The German government’s rush to replace the gas it can no longer source from Russia risks breaking a promise it made at the UN climate summit a year ago to end funding fossil fuels abroad by the end of 2022.
Germany plans to continue funding gas projects from initial exploration and production to processing and distribution, sources familiar with talks ahead of the upcoming UN climate summit have said. will be held next week in Egypt.
Under former Chancellor Angela Merkel, Germany was among 34 countries at COP26 in Glasgow which promised end public funding of overseas coal, oil and gas projects.
But in the throes of the energy crisis, his successor Olaf Scholz was considering continuing to fund so-called upstream and midstream production, sources close to discussions ahead of COP27 said.
Asked whether recent meetings with Senegal over gas field development meant he was backtracking on his commitment to Glasgow, a senior German official said this week that any future funding would come with strings attached.
“There will be no blind support,” he said. Countries receiving German funds “will have to show that they respect their [climate] commitments” and each potential gas investment would be assessed on its “individual merits”.
Germany believed the gas was needed “as a transitional energy source”, the official added. “We reserve the right to do what is necessary to make gas available as a source of energy, emphasizing at all times its transient nature.”
Those familiar with the talks said there was a split over the new overseas funding policy, which is still being worked out, within the German government, which is governed in coalition with the Greens party. .
Germany’s special climate envoy Jennifer Morgan recently said gas is “a bridge with an end” as she prepares to lead negotiations at COP27 on critical aspects of financing damage caused by climate change.
“We do not envisage gas contracts for more than 15 years. . . We have a legally binding greenhouse gas target for 2045. In fact, we will peak gas consumption sooner,” she told a Financial Times conference. “The decisions that are made now are really going to decide whether or not 1.5C [warming] the objective remains in sight or not.
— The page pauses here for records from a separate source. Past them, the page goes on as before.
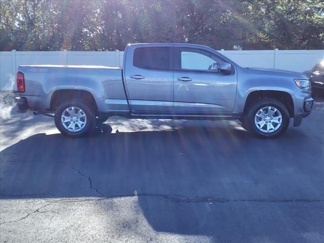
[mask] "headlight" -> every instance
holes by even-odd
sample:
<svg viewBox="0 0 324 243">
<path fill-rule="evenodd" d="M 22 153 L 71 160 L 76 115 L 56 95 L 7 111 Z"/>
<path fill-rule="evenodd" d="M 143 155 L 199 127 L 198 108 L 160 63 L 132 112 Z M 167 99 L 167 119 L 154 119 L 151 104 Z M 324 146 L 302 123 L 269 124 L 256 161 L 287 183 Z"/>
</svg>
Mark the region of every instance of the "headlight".
<svg viewBox="0 0 324 243">
<path fill-rule="evenodd" d="M 307 89 L 310 87 L 310 81 L 305 79 L 295 79 L 295 83 L 301 89 Z"/>
</svg>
This is the battle that is taking place, not only in the market, but between companies and countries.
A weak policy could challenge Germany’s credibility on the international stage and encourage other countries that have signed the pledge but have yet to issue updated policies – such as Italy – to step up. back, climate change experts said. Rolling back “could risk putting national, European and global climate targets at risk”, one person said.
The pushback on phasing out support for gas is likely to add pressure on EU negotiators at COP27, with the bloc already accused of hypocrisy by poorer fossil fuel-dependent countries.
Upstream gas is particularly controversial because it involves support for the exploration and production of new gas, while upstream gas refers to processing and transportation. Critics say new upstream projects will do little to solve the immediate gas shortage.
The shift in Germany’s position echoes the communiqué adopted by G7 leaders at a summit in June, hosted by Scholz, at Schloss Elmau in Bavaria. The executives said investments in liquefied natural gas were a “necessary response to the current situation”. [energy] crisis” and that government support for gas “may be appropriate as a temporary response”.
The German government also said in September, in the text of a national energy package, that as part of its effort to replace Russian gas supplies with “newly developed LNG supplies”, it would seek to tap foreign reserves. of gas, although this should only happen “as part of our commitments under the Paris climate agreement”.
Talks with Senegal, where Scholz visited in May, over the development of the West African country’s offshore gas fields are seen as a test. The two governments are currently in active talks on potential energy investments.
An EU diplomat said there were concerns about Germany’s push towards fossil fuels, but the country was not alone: ”All European countries are stepping up their efforts on gas and energy security right now”.
But Alden Meyer, senior partner at think tank E3G, said Germany’s continued support for gas was “a matter of concern”. The COP26 commitment was “one of the strong outcomes of Glasgow. . . If there is a reaction from Germany to this COP, it will be of no use,” he added.